Now, I'm not saying that films shouldn't strive to be intelligent and thoughtful -- of course they should -- just that they should be selective in the ways they are being intelligent and thoughtful. The original Robocop was a smart movie, but it was smart as an over the top satire of the greed and corporate culture of the 80s. It had a point and a serious commentary on our culture, but as a parable, not an actual story about a man who is turned into a machine. This remake offers no real satire (except for the inclusion of Sam Jackson as a Fox News type news host, but that felt tacked on and fell completely flat), nor does it offer any real commentary beyond: Being turned into a robot would totally suck.

This movie takes that entire concept and really explores it to the fullest, and it's absolutely horrific. You really feel for the character and his family in this film far more than you did in the original, which I suppose is a compliment in terms of writing and acting and direction, but as an overall concept it was so off-putting it made it nearly impossible to be entertained. I spent the entire movie wanting them to deactivate Robocop and put him out of his misery. There's actually a scene where we just see his head and his lungs attached to a bunch of cords while he begs the scientists to kill him. Who thought that would be a good idea? Who thought audiences wanted to see that?

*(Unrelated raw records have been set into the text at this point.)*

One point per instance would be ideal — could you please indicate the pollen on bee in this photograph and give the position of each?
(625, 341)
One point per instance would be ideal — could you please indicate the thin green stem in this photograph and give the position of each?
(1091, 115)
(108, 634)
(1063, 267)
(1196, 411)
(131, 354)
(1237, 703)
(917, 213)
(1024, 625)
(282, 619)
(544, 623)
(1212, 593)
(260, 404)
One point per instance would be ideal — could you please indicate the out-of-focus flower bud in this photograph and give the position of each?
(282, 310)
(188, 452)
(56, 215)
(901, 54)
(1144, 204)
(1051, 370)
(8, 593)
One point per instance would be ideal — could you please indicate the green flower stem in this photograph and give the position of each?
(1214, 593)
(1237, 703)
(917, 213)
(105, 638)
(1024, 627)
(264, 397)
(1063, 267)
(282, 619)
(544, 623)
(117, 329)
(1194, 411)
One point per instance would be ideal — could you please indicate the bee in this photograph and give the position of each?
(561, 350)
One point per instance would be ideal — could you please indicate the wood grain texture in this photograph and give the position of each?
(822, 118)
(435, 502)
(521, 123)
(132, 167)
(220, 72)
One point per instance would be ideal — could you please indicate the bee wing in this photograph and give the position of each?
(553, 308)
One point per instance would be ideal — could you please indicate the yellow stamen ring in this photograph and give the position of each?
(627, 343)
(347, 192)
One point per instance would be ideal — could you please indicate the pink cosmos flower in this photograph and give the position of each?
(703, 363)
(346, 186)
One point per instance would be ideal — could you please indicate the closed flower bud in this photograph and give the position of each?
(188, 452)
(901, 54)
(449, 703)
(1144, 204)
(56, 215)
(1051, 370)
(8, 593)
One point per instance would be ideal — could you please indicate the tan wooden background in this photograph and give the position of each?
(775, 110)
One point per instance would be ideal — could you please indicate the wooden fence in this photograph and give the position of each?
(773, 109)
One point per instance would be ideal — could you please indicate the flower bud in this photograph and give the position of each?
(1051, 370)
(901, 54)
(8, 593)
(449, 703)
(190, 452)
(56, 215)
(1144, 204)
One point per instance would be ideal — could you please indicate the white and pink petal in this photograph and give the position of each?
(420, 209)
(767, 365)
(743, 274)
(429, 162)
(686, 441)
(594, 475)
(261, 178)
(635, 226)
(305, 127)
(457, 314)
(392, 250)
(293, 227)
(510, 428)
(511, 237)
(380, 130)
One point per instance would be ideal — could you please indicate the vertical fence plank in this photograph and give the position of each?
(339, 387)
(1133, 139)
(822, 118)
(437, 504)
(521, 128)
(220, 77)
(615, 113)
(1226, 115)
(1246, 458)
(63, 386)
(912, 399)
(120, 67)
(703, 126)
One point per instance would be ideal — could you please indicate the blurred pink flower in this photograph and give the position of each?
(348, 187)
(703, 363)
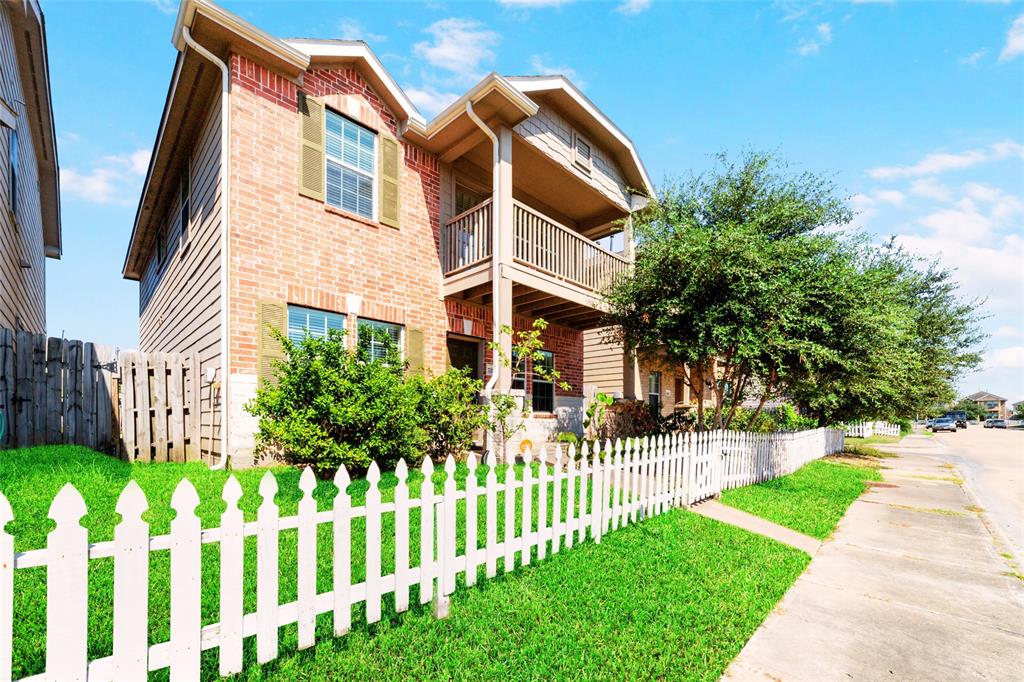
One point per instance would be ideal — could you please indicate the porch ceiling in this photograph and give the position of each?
(545, 184)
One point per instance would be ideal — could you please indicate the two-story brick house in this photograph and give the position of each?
(294, 184)
(30, 215)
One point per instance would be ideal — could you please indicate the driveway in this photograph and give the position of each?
(992, 463)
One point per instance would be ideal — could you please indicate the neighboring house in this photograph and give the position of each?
(30, 217)
(347, 210)
(994, 406)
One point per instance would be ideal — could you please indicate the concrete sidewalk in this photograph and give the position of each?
(913, 586)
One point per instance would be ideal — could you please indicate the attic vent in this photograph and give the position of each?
(582, 152)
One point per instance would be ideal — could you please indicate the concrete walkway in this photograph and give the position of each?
(913, 586)
(716, 510)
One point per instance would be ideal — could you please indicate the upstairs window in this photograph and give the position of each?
(374, 336)
(583, 152)
(314, 323)
(12, 169)
(351, 164)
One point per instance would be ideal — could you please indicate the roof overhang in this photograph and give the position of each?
(495, 100)
(33, 65)
(328, 53)
(566, 97)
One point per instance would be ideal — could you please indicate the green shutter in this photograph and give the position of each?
(270, 314)
(311, 159)
(389, 180)
(414, 350)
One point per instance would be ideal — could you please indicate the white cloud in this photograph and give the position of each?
(1011, 357)
(813, 45)
(349, 29)
(534, 3)
(429, 100)
(1015, 40)
(633, 6)
(115, 179)
(459, 46)
(542, 69)
(973, 58)
(165, 6)
(893, 197)
(931, 188)
(941, 162)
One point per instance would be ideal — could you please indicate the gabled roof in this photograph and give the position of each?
(984, 395)
(568, 97)
(33, 65)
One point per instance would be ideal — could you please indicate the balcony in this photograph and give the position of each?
(542, 247)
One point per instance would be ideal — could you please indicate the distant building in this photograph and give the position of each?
(994, 406)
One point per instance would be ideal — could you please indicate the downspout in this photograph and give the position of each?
(495, 243)
(225, 201)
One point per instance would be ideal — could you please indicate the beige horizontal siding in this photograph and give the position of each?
(179, 299)
(602, 363)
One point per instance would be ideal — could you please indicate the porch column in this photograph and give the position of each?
(633, 386)
(506, 244)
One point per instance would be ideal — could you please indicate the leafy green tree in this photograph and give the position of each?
(722, 274)
(450, 413)
(744, 284)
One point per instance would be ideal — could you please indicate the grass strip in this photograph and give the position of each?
(810, 501)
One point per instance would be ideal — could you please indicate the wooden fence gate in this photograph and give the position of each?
(137, 406)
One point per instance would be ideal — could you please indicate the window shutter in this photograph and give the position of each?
(414, 350)
(271, 314)
(311, 159)
(389, 180)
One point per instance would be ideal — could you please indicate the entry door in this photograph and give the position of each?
(465, 353)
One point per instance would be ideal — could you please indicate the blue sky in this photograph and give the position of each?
(916, 109)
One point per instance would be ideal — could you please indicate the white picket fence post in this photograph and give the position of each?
(594, 491)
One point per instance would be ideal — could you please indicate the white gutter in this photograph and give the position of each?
(495, 242)
(225, 197)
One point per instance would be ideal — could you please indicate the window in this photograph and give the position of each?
(314, 323)
(518, 378)
(582, 152)
(12, 170)
(375, 336)
(351, 160)
(654, 392)
(184, 212)
(544, 390)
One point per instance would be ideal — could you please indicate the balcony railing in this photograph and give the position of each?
(539, 242)
(544, 245)
(466, 239)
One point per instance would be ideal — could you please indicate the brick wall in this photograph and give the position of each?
(295, 249)
(472, 320)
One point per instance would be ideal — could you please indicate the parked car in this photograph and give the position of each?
(960, 417)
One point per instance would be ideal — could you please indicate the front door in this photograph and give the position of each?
(465, 353)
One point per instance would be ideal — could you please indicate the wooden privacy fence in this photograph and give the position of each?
(58, 391)
(55, 391)
(160, 407)
(540, 512)
(867, 429)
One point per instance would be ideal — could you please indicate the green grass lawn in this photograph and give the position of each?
(811, 501)
(674, 597)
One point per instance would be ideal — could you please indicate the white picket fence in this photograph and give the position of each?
(867, 429)
(559, 505)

So the entire concept was just muddy, which made the entire plot confusing and hard to follow, both intellectually and emotionally. I never really knew what was going on, who I was rooting for, or why the villains were supposed to be villains. There is some reveal toward the end, but I didn't get it. What made Gary Oldman's scientist character a good guy while Michael Keaton's CEO character was supposed to be a villain? None of it worked, and every character was pretty much unlikable and boring, except for the guy who played Robocop and the gal who played his wife. They both did a god job, although not so much that the dude got out of the shadow of Peter Weller's original iconic performance.

Visually, the film had some nice special effects and some cool action sequences, especially the training set piece that pit Robocop up against a hundred or so robots. The look of Robocop himself left a lot to be desired, however, and it was such an odd choice to start the film out with him looking so much like the original, only to later paint him black and making him completely bland and boring. In the original film, and at the beginning of this remake, he looks like a robot. In this new design, he actually just looks like a guy in black body armor. That's not cool.

Anyway, that was the Robocop sequence, which was a failure for me, but at least it was a noble failure. It attempted something new and tried to tell a wholly different story than the original, but unfortunately the story it choose to tell wasn't interesting, and the characters populating it were all boring. I say... skip it.

2 comments:

Justin Garrett Blum said...

I kind of want to see it now. I don't know why.

Justin Garrett Blum said...

Netflix (streaming) just got this, so I watched. It wasn't horrible, really, just totally not fulfilling in any way.

I'm with you on the scene where they reveal that all that's left of Murphy are a few vital organs. That was friggin' depressing.

None of it really made sense, either. So just because a cyborg with a human brain could so efficiently deal with crime, US citizens would be clamoring to have terrifying death machines marching down every street in the interests of public safety? That makes no fucking sense.